Batur Halitcan, Mendi Bokebatur Ahmet Rasit, Cay Nurdan
Department of PediatricRadiology, Ankara City Hospital, Ankara, Turkey.
Department of Radiology, Nigde OmerHalisdemir University Education and ResearchHospital, Nigde, Turkey.
Pol J Radiol. 2023 Apr 11;88:e194-e202. doi: 10.5114/pjr.2023.127055. eCollection 2023.
Contrary to the self-limiting nature of reversible bone marrow lesions, irreversible bone marrow lesions require early surgical intervention to prevent further morbidity. Thus, early discrimination of irreversible pathology is necessitated. The purpose of this study is to evaluate the efficacy of radiomics and machine learning regarding this topic.

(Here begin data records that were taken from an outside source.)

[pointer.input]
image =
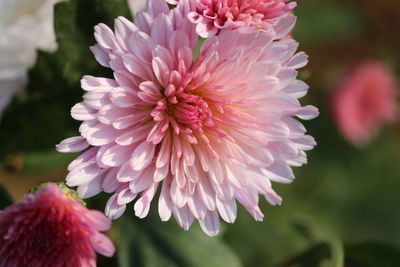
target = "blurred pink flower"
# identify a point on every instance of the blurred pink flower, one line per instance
(363, 101)
(212, 16)
(209, 132)
(51, 228)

A database was scanned for patients who had undergone MRI of the hip for differential diagnosis of bone marrow lesions and had had follow-up images acquired within 8 weeks after the first imaging. Images that showed resolution of oedema were included in the reversible group. The remainders that showed progression into characteristic signs of osteonecrosis were included in the irreversible group. Radiomics was performed on the first MR images, calculating first- and second-order parameters. Support vector machine and random forest classifiers were performed using these parameters.
Thirty-seven patients (seventeen osteonecrosis) were included. A total of 185 ROIs were segmented. Fortyseven parameters were accepted as classifiers with an area under the curve value ranging from 0.586 to 0.718. Support vector machine yielded a sensitivity of 91.3% and a specificity of 85.1%. Random forest classifier yielded a sensitivity of 84.8% and a specificity of 76.7%. Area under curves were 0.921 for support vector machine and 0.892 for random forest classifier.
Radiomics analysis could prove useful for discrimination of reversible and irreversible bone marrow lesions before the irreversible changes occur, which could prevent morbidities of osteonecrosis by guiding the decisionmaking process for management.
与可逆性骨髓病变的自限性不同,不可逆性骨髓病变需要早期手术干预以防止进一步的发病。因此,有必要早期鉴别不可逆性病变。本研究的目的是评估放射组学和机器学习在该主题上的有效性。
扫描一个数据库,查找因骨髓病变鉴别诊断而接受髋关节MRI检查且在首次成像后8周内获得随访图像的患者。显示水肿消退的图像纳入可逆组。其余显示进展为骨坏死特征性体征的纳入不可逆组。对首次MR图像进行放射组学分析,计算一阶和二阶参数。使用这些参数进行支持向量机和随机森林分类器分析。
纳入37例患者(17例骨坏死)。共分割出185个感兴趣区。47个参数被用作分类器,曲线下面积值范围为0.586至0.718。支持向量机的灵敏度为91.3%,特异度为85.1%。随机森林分类器的灵敏度为84.8%,特异度为76.7%。支持向量机的曲线下面积为0.921,随机森林分类器的曲线下面积为0.892。
放射组学分析可能有助于在不可逆变化发生之前鉴别可逆性和不可逆性骨髓病变,这可以通过指导管理决策过程来预防骨坏死的发病。